Now let’s see how our primary axis will look

Much better! But how do we get that primary axis?

Eigenvectors are our friend

The eigenvectors of a matrix are an important concept in linear algebra. A matrix is a transformation of space, and eigenvectors are special in that when the matrix transformation of space occurs, these vectors will point in the same direction, and will only be scaled by a scalar value - their corresponding eigenvalue.

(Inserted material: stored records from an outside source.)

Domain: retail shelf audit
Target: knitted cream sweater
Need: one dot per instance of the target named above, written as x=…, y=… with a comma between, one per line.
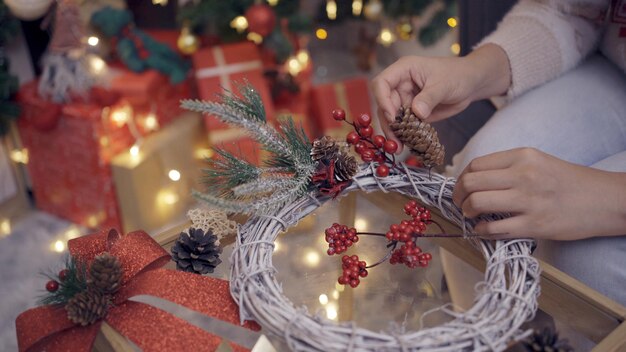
x=544, y=38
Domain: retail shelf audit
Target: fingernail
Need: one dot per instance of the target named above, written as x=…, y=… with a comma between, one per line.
x=422, y=109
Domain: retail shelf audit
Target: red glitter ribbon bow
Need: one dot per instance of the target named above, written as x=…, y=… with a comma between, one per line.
x=151, y=329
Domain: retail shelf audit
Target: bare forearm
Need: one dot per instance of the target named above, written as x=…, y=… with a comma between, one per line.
x=490, y=69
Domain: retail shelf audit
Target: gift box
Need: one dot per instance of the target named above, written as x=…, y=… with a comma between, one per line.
x=13, y=198
x=221, y=67
x=71, y=145
x=350, y=95
x=154, y=186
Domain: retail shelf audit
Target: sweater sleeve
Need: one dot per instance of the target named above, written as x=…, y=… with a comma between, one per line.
x=545, y=38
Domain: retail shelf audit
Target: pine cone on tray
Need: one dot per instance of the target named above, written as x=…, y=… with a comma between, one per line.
x=419, y=136
x=324, y=148
x=546, y=340
x=105, y=274
x=87, y=307
x=196, y=251
x=345, y=167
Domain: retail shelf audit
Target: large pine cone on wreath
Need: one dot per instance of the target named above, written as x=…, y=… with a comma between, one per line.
x=196, y=251
x=87, y=307
x=105, y=273
x=419, y=136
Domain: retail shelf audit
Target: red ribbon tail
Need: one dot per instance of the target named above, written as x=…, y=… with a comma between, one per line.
x=47, y=328
x=210, y=296
x=152, y=329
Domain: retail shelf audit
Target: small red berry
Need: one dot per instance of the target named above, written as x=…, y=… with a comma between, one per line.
x=364, y=120
x=379, y=140
x=52, y=286
x=360, y=147
x=366, y=131
x=390, y=146
x=353, y=138
x=382, y=171
x=339, y=114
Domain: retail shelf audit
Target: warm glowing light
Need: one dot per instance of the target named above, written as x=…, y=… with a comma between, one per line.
x=455, y=48
x=331, y=9
x=312, y=258
x=167, y=197
x=321, y=34
x=331, y=313
x=256, y=38
x=150, y=122
x=303, y=57
x=19, y=156
x=72, y=232
x=58, y=246
x=357, y=7
x=5, y=227
x=121, y=116
x=98, y=65
x=174, y=175
x=360, y=224
x=386, y=37
x=323, y=299
x=294, y=66
x=203, y=153
x=239, y=23
x=134, y=151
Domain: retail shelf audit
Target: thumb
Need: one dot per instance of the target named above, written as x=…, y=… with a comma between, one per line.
x=424, y=103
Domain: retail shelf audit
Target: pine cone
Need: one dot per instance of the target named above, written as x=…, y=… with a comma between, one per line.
x=546, y=340
x=324, y=148
x=419, y=136
x=196, y=252
x=105, y=274
x=87, y=307
x=345, y=167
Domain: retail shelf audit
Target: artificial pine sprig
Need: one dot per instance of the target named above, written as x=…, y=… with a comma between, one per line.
x=73, y=282
x=235, y=185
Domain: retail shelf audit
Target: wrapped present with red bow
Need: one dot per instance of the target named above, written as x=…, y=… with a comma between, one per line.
x=105, y=272
x=223, y=67
x=350, y=95
x=71, y=145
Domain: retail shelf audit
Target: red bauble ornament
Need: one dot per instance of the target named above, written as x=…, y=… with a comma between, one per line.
x=261, y=19
x=52, y=286
x=339, y=114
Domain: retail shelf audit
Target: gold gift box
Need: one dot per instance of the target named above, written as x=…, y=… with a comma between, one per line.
x=154, y=179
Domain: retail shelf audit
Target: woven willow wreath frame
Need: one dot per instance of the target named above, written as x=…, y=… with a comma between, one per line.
x=491, y=324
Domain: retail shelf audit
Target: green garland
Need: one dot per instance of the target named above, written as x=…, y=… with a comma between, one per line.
x=236, y=185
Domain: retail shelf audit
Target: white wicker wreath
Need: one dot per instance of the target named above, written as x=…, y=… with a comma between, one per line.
x=491, y=324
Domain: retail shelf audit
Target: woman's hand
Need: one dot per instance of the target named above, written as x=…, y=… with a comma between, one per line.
x=547, y=197
x=436, y=88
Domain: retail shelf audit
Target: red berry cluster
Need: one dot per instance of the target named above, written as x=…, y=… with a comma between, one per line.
x=371, y=148
x=353, y=269
x=340, y=238
x=410, y=253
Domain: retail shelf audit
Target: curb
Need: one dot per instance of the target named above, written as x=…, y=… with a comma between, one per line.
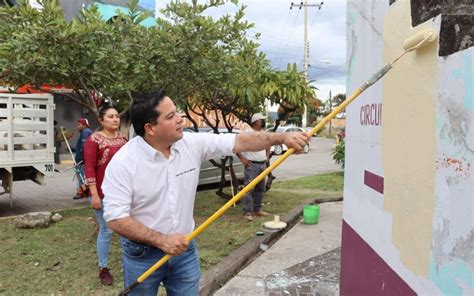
x=219, y=274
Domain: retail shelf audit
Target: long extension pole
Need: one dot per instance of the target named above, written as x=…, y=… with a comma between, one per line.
x=416, y=41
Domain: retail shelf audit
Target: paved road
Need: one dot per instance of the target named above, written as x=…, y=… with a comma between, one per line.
x=58, y=191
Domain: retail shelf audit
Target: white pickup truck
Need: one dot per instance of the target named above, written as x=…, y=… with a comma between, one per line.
x=26, y=139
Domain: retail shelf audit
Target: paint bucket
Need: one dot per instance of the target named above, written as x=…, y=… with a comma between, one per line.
x=311, y=214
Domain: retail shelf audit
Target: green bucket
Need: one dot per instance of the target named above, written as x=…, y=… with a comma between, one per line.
x=311, y=214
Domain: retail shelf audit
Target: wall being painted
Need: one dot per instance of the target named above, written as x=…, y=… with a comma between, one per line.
x=408, y=198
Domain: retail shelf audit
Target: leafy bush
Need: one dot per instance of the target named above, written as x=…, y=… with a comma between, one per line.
x=338, y=153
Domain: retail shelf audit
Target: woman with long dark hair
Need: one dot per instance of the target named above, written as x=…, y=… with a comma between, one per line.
x=98, y=151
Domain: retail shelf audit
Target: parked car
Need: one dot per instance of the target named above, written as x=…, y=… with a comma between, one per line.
x=210, y=174
x=279, y=149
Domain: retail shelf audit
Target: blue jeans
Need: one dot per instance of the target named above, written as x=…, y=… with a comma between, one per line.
x=180, y=275
x=103, y=238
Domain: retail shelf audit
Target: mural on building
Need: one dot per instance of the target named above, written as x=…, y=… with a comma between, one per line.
x=408, y=209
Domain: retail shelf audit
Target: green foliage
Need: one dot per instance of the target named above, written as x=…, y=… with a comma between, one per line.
x=338, y=153
x=62, y=258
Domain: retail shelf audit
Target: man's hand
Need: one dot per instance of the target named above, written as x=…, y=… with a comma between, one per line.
x=245, y=161
x=296, y=140
x=173, y=244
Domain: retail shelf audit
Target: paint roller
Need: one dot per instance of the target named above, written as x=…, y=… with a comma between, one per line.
x=418, y=40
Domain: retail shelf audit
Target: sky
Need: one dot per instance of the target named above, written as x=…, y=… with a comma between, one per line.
x=282, y=37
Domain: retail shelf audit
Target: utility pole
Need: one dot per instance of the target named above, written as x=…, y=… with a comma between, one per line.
x=306, y=46
x=330, y=110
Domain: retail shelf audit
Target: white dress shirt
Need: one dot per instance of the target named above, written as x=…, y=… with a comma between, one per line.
x=159, y=192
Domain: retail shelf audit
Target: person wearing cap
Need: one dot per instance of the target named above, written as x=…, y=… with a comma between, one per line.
x=254, y=163
x=84, y=130
x=150, y=187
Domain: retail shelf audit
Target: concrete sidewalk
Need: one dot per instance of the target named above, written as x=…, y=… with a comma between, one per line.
x=305, y=261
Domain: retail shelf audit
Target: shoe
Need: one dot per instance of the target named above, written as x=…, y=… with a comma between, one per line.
x=105, y=277
x=248, y=217
x=261, y=214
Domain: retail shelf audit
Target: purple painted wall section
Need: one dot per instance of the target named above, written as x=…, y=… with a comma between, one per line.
x=363, y=272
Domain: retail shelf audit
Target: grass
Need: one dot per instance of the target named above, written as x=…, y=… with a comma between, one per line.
x=62, y=259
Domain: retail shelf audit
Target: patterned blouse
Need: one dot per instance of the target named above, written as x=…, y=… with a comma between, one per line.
x=98, y=152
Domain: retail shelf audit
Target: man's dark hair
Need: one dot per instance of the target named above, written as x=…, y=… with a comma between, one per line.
x=143, y=110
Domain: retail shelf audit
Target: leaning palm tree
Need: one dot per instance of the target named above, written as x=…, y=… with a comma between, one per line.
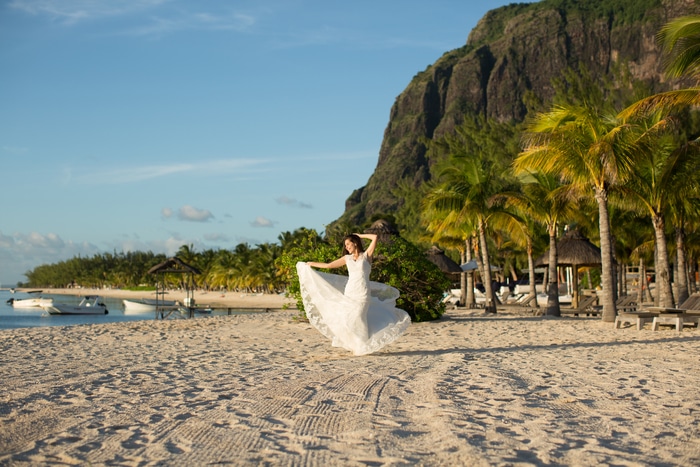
x=447, y=232
x=591, y=151
x=663, y=177
x=542, y=199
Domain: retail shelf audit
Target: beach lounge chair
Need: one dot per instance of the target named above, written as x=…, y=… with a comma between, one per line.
x=585, y=305
x=687, y=314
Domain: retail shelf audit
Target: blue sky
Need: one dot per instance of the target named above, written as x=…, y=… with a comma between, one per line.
x=149, y=124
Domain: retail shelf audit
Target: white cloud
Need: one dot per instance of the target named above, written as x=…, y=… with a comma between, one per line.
x=74, y=11
x=21, y=252
x=287, y=201
x=149, y=172
x=157, y=17
x=261, y=221
x=192, y=214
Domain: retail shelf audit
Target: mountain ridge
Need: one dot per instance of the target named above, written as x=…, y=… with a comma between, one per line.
x=509, y=61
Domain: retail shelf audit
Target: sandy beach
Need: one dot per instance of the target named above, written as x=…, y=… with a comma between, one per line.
x=264, y=389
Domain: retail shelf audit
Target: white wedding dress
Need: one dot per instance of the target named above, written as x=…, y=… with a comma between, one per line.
x=353, y=312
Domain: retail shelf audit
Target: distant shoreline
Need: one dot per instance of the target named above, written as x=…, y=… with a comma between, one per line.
x=202, y=298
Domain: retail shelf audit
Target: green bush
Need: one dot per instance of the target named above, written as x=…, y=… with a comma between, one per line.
x=397, y=262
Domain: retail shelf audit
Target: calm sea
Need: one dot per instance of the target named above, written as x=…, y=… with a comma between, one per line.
x=11, y=317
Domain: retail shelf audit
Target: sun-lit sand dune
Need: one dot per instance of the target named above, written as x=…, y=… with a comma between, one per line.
x=266, y=389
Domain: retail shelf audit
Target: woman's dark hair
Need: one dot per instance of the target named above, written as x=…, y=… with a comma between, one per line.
x=354, y=239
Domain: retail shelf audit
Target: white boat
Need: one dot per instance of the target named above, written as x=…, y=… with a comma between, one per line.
x=147, y=305
x=89, y=305
x=33, y=301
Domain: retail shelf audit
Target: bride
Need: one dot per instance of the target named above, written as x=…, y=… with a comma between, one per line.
x=357, y=314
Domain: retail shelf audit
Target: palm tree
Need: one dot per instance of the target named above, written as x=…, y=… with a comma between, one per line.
x=542, y=198
x=661, y=178
x=469, y=178
x=448, y=232
x=592, y=152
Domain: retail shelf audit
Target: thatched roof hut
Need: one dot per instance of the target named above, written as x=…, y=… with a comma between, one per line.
x=438, y=257
x=174, y=265
x=573, y=250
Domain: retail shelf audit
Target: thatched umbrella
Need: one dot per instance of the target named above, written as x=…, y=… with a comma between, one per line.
x=441, y=260
x=176, y=266
x=574, y=250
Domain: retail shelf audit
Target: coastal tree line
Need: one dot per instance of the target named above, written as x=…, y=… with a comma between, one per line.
x=614, y=162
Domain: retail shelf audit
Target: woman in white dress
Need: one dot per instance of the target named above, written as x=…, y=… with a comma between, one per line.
x=355, y=313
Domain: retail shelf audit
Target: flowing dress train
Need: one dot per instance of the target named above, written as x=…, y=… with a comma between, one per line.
x=355, y=313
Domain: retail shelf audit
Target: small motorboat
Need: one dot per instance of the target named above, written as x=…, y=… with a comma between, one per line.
x=89, y=305
x=147, y=305
x=34, y=301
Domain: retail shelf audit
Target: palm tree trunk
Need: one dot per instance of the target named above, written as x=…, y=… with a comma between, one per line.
x=553, y=308
x=463, y=279
x=663, y=276
x=531, y=272
x=470, y=277
x=606, y=258
x=681, y=268
x=488, y=286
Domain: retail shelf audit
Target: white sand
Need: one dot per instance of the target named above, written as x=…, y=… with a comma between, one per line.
x=263, y=389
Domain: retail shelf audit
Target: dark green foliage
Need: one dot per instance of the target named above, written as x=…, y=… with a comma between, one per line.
x=397, y=263
x=307, y=246
x=621, y=12
x=401, y=264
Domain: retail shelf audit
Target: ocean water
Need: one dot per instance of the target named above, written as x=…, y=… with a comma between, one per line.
x=11, y=317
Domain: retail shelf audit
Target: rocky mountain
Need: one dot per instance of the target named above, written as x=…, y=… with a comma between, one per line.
x=510, y=59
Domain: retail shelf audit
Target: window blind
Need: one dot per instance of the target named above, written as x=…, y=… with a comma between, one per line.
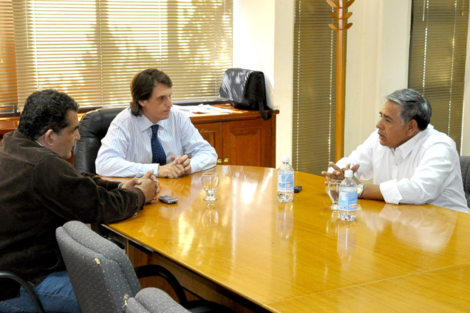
x=8, y=92
x=314, y=103
x=437, y=60
x=92, y=49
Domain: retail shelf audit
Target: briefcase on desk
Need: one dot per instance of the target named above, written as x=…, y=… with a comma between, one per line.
x=246, y=90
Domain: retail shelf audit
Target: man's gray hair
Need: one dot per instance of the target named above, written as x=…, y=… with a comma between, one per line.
x=414, y=106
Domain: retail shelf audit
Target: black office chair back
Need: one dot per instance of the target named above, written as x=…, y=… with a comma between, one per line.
x=93, y=127
x=465, y=168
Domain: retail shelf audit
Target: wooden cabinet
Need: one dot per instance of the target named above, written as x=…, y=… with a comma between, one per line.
x=240, y=138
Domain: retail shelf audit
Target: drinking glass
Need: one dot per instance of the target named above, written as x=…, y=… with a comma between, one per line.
x=333, y=192
x=210, y=182
x=210, y=217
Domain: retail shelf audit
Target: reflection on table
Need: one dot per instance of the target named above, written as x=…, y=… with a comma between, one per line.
x=300, y=257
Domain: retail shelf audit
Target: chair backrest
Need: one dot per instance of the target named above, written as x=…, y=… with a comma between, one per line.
x=93, y=127
x=465, y=168
x=100, y=272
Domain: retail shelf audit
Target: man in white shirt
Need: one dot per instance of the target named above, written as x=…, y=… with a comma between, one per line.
x=151, y=134
x=409, y=161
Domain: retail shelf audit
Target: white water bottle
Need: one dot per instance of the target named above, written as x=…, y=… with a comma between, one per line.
x=348, y=197
x=285, y=181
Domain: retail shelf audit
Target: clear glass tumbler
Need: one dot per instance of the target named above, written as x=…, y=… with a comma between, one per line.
x=210, y=182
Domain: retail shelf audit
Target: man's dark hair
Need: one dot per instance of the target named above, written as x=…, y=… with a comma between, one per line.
x=414, y=107
x=142, y=87
x=44, y=110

There are a ton of ways to compute eigenvectors; usually, I would recommend power iteration [2], as it is the simplest to implement. However, our matrix is symmetrical, so there exists a direct formula for calculating the eigenvalues [3]. There’s a lot of code in this next block, but most of it is the implementation of basic matrix operations.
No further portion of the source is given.